Key Technical Components:

Segment-Level Streaming Causal Mask: A custom attention mask that prevents generated tokens from attending to future received segments or future generated tokens, ensuring strict streaming causality.
Streaming Positional Encoding (MRoPE): The authors decouple positional encoding for input and output streams. Input segments use cumulative offsets based on arrival time, while output tokens start from 0 independently.

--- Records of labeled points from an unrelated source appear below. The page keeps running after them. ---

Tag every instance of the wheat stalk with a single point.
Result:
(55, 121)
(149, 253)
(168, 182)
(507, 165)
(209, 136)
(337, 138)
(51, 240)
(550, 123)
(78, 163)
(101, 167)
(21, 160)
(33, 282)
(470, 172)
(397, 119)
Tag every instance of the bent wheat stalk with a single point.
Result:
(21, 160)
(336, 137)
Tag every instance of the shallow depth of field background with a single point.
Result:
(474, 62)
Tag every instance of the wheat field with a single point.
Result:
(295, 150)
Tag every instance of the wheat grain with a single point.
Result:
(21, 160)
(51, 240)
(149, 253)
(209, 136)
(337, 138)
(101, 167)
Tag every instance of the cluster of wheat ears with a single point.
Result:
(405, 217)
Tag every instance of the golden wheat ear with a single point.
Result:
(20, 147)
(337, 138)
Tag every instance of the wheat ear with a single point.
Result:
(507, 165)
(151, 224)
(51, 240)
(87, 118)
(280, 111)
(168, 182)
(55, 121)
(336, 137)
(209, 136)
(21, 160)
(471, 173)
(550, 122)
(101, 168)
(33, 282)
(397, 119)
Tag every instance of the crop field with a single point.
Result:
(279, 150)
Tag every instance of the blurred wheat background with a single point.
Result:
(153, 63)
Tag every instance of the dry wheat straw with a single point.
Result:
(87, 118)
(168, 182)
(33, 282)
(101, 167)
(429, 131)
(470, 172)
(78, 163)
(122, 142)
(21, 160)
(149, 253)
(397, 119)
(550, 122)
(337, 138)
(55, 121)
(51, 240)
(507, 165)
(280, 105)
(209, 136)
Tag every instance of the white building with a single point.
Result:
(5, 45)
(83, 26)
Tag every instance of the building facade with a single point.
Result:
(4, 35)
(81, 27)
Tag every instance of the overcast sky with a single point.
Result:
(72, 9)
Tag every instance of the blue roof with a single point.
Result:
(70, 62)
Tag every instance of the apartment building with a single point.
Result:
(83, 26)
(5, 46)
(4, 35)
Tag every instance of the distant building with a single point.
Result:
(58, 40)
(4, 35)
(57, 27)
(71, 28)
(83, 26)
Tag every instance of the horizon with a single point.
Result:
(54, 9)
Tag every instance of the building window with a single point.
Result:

This allows new input segments to be assigned correct positions even while the output length is unknown.
Adaptive Attention Backend: To handle the non-standard causal patterns (where query length $\neq$ key length), the system dynamically switches between Flash Attention (for standard causal steps) and memory-efficient attention (for custom streaming masks).

3. Key Contributions

Framework: Proposes Think While Watching, the first framework to maintain persistent segment-level memory and decouple perception from generation for online multi-turn video reasoning.
Dataset: Constructs a three-stage, stage-aligned Streaming Chain-of-Thought (CoT) dataset containing over 9,000 instances (including long-range dialogues from YouTube) specifically designed to train streaming causality and memory retention.
Efficiency & Performance: Demonstrates that decoupling ingestion and generation significantly reduces latency and token usage while improving accuracy compared to interleaved baselines.

4. Experimental Results

The method was evaluated on StreamingBench and OVO-Bench using Qwen3-VL backbones (2B, 4B, 8B).

Single-Round Accuracy:
- Improved accuracy by 2.6% on StreamingBench and 3.79% on OVO-Bench (Qwen3-VL-4B) compared to the baseline Thinking model.
- Significantly outperformed naive online baselines (e.g., Qwen3-VL-4B online dropped ~40% in accuracy without TWW; TWW recovered this gap).
Multi-Round Efficiency:
- In multi-turn protocols, TWW maintained competitive accuracy while reducing output tokens by 56% compared to the baseline.
- Latency: Reduced Time-To-First-Token (TTFT) by 92.6% compared to batch processing, effectively eliminating the serialization bottleneck.
Offline Transfer: The streaming-trained model also showed improved performance on offline long-video benchmarks (Video-MME, LV-Bench), indicating that streaming supervision enhances general temporal reasoning.

5. Significance

Solving the "Streaming Gap": This work addresses the critical gap between offline MLLM capabilities and the requirements of real-world streaming applications (live streaming, robotics).
Paradigm Shift: It moves away from the "interleaved" paradigm (which causes memory decay and latency) to a "parallel" paradigm (watching while thinking), which is essential for scalable, real-time multimodal agents.
Practical Deployment: By reducing token usage and latency, the method makes real-time video reasoning feasible on standard hardware, paving the way for interactive video assistants that can handle long, dynamic streams without losing context.

In summary, Think While Watching provides a robust architectural and training solution for MLLMs to reason over continuous video streams, effectively balancing long-term memory retention with real-time responsiveness.